# Any keepers of Amphibolurus species?



## hornet (Sep 6, 2007)

Just wondering if anone here keeps Amphibolurus of any species apart from jackies as i know there are a few of them round but dont know of any others in captivity.


----------



## Rocket (Sep 6, 2007)

Ive only heard of A.muricatus, A.nobbi and A.burnsi being kept and or bred in captivity. Seems like a low kept genus....


----------



## hornet (Sep 6, 2007)

i'm pretty sure WA collectors can collect gilberti or longirostris, will have to send some emails as i have never actually seen them for sale.


----------



## alex_c (Sep 12, 2007)

yeah i have 2 amphibolorus nuchalis


----------



## hornet (Sep 12, 2007)

ctenophorus nuchalis is the regognised name these days.


----------



## alex_c (Sep 12, 2007)

hornet said:


> ctenophorus nuchalis is the regognised name these days.


 i knew they had a couple of names but they were sold to me last year as amphibolorus by roy pails. and i actually kind of regret buying them because they arent that crash hot compared to others ive seen


----------



## cris (Sep 12, 2007)

https://my.bizshop.com.au/reptiletr...th=1_7&zenid=a6d91d11de05ebabb4b2377ce5b69fc6

Longirostris are listed on this site, not sure if they have any.

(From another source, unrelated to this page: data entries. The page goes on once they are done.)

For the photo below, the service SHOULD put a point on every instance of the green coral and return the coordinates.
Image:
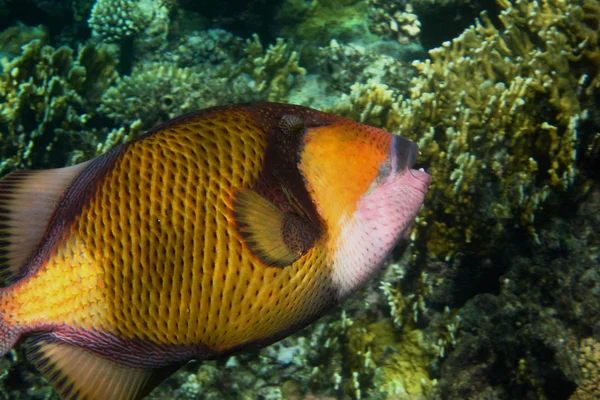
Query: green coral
(319, 21)
(47, 98)
(114, 20)
(498, 116)
(272, 71)
(157, 92)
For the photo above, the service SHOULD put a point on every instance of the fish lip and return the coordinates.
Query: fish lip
(404, 153)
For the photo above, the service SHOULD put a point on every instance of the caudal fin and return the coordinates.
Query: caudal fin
(9, 332)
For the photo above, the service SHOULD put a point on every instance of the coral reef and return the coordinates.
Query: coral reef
(156, 92)
(271, 71)
(388, 19)
(499, 116)
(47, 96)
(501, 277)
(589, 362)
(319, 21)
(345, 64)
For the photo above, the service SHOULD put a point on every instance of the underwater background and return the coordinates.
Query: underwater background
(498, 295)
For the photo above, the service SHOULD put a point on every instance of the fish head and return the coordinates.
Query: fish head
(362, 182)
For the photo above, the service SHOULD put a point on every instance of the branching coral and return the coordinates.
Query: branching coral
(157, 92)
(344, 65)
(389, 19)
(272, 71)
(589, 362)
(498, 116)
(48, 96)
(114, 20)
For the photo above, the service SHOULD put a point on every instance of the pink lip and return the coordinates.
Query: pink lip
(421, 180)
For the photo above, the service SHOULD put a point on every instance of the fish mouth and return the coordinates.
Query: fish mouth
(421, 180)
(404, 154)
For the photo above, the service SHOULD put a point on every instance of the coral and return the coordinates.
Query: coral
(114, 20)
(344, 65)
(519, 329)
(319, 21)
(48, 97)
(211, 48)
(271, 71)
(589, 362)
(500, 115)
(11, 39)
(387, 19)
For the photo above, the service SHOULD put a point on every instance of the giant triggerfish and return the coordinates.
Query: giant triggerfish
(222, 230)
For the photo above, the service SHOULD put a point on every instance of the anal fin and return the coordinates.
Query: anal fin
(77, 373)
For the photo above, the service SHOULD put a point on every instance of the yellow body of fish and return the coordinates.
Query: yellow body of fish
(224, 229)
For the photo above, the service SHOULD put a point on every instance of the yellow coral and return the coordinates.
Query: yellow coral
(589, 362)
(497, 114)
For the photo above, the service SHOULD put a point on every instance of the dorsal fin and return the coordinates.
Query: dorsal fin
(276, 238)
(76, 373)
(27, 200)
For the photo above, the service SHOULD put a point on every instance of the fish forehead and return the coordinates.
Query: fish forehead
(158, 234)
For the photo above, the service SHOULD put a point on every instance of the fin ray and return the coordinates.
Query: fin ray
(27, 201)
(77, 373)
(276, 238)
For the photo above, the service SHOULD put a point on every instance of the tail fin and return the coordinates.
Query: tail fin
(9, 333)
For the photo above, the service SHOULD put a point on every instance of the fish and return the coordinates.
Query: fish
(220, 231)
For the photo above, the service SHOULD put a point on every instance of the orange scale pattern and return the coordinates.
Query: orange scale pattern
(155, 254)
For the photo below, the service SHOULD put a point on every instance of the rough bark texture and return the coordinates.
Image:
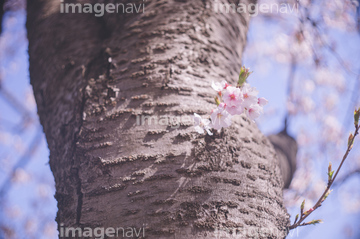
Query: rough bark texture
(110, 171)
(286, 150)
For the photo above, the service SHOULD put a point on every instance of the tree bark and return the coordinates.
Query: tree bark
(94, 78)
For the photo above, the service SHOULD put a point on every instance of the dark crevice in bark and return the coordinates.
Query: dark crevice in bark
(80, 197)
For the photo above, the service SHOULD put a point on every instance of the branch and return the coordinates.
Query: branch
(304, 215)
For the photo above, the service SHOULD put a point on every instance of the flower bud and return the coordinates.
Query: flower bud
(351, 141)
(244, 74)
(217, 101)
(356, 117)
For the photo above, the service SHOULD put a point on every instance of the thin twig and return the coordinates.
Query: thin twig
(303, 215)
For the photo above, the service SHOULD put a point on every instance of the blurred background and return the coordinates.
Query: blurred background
(305, 62)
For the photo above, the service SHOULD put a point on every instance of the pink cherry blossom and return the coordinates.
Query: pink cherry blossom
(219, 86)
(233, 96)
(262, 101)
(234, 110)
(220, 117)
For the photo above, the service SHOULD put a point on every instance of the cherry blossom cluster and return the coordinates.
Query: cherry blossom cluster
(230, 101)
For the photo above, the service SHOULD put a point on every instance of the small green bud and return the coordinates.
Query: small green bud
(296, 218)
(314, 222)
(244, 74)
(356, 117)
(302, 207)
(217, 101)
(326, 195)
(351, 141)
(330, 172)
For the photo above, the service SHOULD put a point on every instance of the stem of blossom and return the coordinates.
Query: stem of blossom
(303, 216)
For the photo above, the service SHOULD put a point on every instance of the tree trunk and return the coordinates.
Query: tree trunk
(96, 78)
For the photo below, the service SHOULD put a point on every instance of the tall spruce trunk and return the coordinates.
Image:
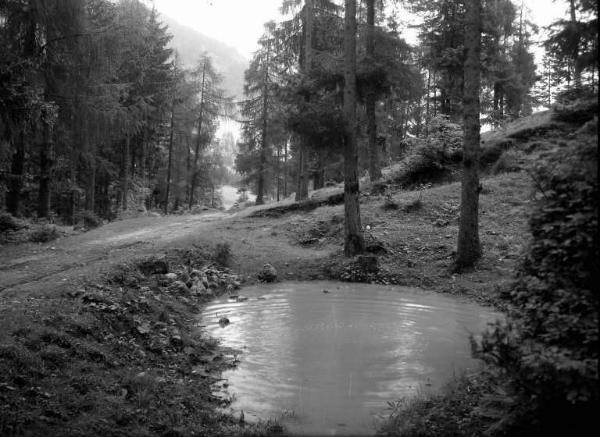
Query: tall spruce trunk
(194, 176)
(262, 167)
(469, 249)
(353, 236)
(46, 168)
(90, 201)
(302, 185)
(170, 161)
(17, 170)
(125, 173)
(576, 63)
(370, 100)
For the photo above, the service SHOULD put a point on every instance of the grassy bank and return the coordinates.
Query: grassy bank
(120, 356)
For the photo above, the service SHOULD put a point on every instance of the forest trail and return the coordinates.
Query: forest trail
(69, 262)
(27, 266)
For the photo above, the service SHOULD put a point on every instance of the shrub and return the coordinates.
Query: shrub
(9, 223)
(506, 163)
(432, 158)
(222, 254)
(91, 220)
(44, 234)
(548, 348)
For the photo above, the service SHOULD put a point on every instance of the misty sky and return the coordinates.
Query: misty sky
(239, 23)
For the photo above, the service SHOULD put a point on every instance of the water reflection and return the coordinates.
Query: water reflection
(331, 361)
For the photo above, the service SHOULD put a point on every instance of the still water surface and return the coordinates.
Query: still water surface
(327, 363)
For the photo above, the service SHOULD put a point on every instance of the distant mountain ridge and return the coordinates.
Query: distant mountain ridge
(190, 43)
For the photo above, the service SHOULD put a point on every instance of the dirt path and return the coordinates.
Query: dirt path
(67, 262)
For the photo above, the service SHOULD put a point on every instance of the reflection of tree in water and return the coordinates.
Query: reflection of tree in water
(243, 192)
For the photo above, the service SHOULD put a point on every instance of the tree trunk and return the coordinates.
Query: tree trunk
(194, 177)
(46, 163)
(15, 183)
(576, 63)
(285, 169)
(263, 146)
(91, 197)
(302, 186)
(278, 173)
(169, 165)
(370, 100)
(353, 236)
(125, 174)
(427, 103)
(469, 249)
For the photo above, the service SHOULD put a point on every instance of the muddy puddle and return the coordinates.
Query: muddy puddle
(324, 358)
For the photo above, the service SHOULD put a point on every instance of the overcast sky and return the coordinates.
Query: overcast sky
(239, 23)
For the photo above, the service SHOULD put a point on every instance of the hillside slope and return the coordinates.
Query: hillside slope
(190, 44)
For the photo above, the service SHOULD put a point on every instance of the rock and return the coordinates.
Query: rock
(204, 280)
(367, 263)
(179, 287)
(185, 278)
(171, 277)
(153, 266)
(268, 273)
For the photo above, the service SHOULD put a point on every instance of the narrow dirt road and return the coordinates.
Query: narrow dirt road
(69, 261)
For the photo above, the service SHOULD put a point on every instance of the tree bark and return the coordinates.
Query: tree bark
(370, 100)
(302, 185)
(353, 236)
(125, 173)
(576, 64)
(263, 146)
(46, 164)
(17, 169)
(469, 249)
(91, 197)
(194, 177)
(285, 170)
(170, 163)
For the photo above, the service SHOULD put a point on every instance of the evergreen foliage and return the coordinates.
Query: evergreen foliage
(548, 350)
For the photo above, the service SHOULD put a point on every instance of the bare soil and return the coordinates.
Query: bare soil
(81, 369)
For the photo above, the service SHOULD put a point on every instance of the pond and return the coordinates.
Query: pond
(325, 357)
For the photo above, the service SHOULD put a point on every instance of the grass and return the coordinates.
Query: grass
(114, 358)
(455, 411)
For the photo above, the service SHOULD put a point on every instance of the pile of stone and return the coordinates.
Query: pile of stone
(206, 282)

They call them a long nose ta ta :lol: if i got one i would name it sauce.


----------



## geckodan (Sep 12, 2007)

hornet said:


> ctenophorus nuchalis is the regognised name these days.



I'll have longirostris up and running again soon. I would consider them a Lophognathus rather than Amphibulorus.


----------



## cris (Sep 12, 2007)

Im not sure on the correct taxonomy either in cogger they are lophognathus. (typed before gecko dan posted)

What size enclosure should they have?


----------



## longirostris (Sep 13, 2007)

If you use the Wilson and Swan book as the taxonomic guide then I have 5 species from this group. All except 2 in too small a numbers to be able to get breeding programs established. Either one of or two of the same sex. I have been trying to get hold of A. temporalis for several years without any luck and have never even bothered to try looking for A. norrisi as I am reasonably sure these are not on license any where in the country. Gecko


----------



## longirostris (Sep 13, 2007)

geckodan pm sent to you today


----------